Scandale dans les rues de Paris ! Une femme en smoking ?

Chef d’œuvre du photographe de mode australien Helmut Newton, Le Smoking (1975) est un portrait sulfureux de l’émancipation féminine et de la révolution sexuelle des années 1970. Monument de la photographie certes, mais également pièce maîtresse de mode. On doit ce smoking au créateur français Yves Saint-Laurent. 

Bien que le costume de soirée pour femme se soit ancré dans l’imaginaire collectif, et le vestiaire féminin, depuis longtemps à présent, il ne l’a pas toujours été. Le couturier de légende a été un point de bascule pour sa création, puis sa popularisation. Après Marlene Dietrich, c’est au tour de Catherine Deneuve, de Charlotte Rampling et de Betty Catroux d’arborer le smoking signé YSL. 
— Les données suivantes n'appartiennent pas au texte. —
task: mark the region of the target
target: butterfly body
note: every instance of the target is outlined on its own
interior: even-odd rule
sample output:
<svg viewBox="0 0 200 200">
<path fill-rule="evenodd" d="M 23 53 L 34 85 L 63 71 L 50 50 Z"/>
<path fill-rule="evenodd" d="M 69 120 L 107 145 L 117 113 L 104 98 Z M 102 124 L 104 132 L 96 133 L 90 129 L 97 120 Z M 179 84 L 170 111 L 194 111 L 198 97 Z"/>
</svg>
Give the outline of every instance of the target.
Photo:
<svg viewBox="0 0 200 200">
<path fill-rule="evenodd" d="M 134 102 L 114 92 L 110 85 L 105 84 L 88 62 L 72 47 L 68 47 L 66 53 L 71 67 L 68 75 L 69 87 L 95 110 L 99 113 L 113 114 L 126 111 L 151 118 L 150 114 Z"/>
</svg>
Prise au détour de la rue Aubriot, l’image nous plonge dans une atmosphère nocturne parisienne où une figure androgyne nonchalante apparaît tenant une cigarette à la main. L’éclairage participe à flouter les limites du genre, et renforce la mâchoire et l’aspect masculin du mannequin Vibeke Knudsen.

Newton pousse les limites du genre à son paroxysme avec une autre photographie, moins connue, issue du même shooting. Le modèle est accompagné cette fois-ci d’une femme nue, qui s’insère dans la scène de manière complétement incongrue. Les deux femmes sont rapprochées et s’échangent un baiser. 

Sommes-nous les voyeurs d’une séduction charnelle ? Une part d’imagination est laissée au spectateur. Le photographe crée ici une image à la dimension saphique, non sans une touche de fantasme et de male gaze

Peter Lindbergh – Couverture du British Vogue (1990)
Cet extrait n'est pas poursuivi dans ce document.